Di dalam ruang periksa, sudah menanti sepasang suami istri yang tampak galau dan bingung. Mereka sudah menikah selama 5 tahun, sang istri sudah pernah 2x hamil sebelumnya. Kehamilan pertamanya berakhir dengan keguguran pada usia kehamilan 14 minggu. Kemudian kehamilan keduanya diakhiri dengan operasi sesar karena bayinya menderita spina bifida, suatu kelainan di mana terdapat gangguan pembentukan saraf-saraf dan tulang belakang. Rencananya si bayi akan dirujuk setelah dilahirkan secara sesar ke rumah sakit yang bisa melakukan operasi koreksi spina bifida itu, namun sayang, belum sempat dirujuk, si bayi meninggal karena sepsis (infeksi menyeluruh yang menyebabkan kegagalan berbagai organ). Dan di kehamilan yang ketiga ini, pasien itu dirujuk ke tempat kami karena didapatkan janinya menderita anensefali (suatu kondisi di mana sebagian besar otak dan tempurung tengkorak tidak terbentuk, merupakan kelainan yang bersifat letal atau mematikan karena manusia tidak mungkin hidup tanpa otak). USG konfirmasi di tempat kami juga setuju dengan pemeriksaan USG perujuk sebelumnya, bahwa janin yang dikandung pasien itu memang menderita anensefali.
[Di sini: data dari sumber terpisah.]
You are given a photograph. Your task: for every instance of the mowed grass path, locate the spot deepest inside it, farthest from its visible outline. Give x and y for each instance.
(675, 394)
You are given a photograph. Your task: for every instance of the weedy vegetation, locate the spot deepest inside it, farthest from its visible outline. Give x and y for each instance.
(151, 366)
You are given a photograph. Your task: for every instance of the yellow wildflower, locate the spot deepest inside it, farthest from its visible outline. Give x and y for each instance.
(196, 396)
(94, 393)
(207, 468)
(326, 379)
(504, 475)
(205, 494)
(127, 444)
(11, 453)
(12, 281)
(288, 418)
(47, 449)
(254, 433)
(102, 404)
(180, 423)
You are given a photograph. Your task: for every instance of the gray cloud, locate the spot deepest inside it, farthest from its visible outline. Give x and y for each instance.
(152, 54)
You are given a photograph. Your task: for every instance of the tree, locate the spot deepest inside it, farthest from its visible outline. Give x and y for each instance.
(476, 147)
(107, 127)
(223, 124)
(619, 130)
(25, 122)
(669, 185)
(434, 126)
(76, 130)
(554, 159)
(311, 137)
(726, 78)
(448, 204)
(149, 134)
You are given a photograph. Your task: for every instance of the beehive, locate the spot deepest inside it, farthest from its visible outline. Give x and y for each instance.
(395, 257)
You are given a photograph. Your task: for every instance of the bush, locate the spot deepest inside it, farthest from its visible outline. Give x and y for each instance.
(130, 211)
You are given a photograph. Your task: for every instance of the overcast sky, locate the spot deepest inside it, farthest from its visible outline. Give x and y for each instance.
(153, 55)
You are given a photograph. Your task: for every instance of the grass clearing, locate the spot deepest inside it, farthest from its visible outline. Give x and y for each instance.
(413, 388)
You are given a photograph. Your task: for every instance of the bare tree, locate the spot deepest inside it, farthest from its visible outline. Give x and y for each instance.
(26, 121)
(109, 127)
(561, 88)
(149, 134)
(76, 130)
“Bagaimana kabarnya Pak, Bu,... “ sapaku sambil tersenyum ramah kepada mereka, berusaha mencairkan suasana. Bukan menjawab sapaanku, sang istri malah mulai menangis terisak-isak dan si suami mulai salah tingkah sibuk menenangkan istrinya. “Dokter, memangnya ga ada cara ya nolong anak saya? Emang ga bisa dioperasi gitu otaknya nanti kalo udah lahir? Kenapa mesti dilahirin sekarang aja? Tolong diusahakan Dokter, kami udah nunggu bertahun-tahun untuk bisa punya anak yang sehat...” berondong si suami sambil merangkul istrinya yang masih terisak-isak.
Dengan sangat berempati aku berusaha menjelaskan kepada mereka bahwa kelainan seperti ini tidak bisa dikoreksi, pengetahuan dunia kedokteran belum sampai bisa menumbuhkan otak yang tidak terbentuk seperti pada janin mereka. Kalaupun si janin tetap hidup di dalam kandungan sampai cukup bulan, saat setelah dilahirkan nanti, ketika dia harus mandiri mengatur sistem penunjang kehidupannya seperti pernafasan dan jantung (yang semua tentu harus diatur oleh otak), maka tidak lama biasanya bayi akan meninggal juga.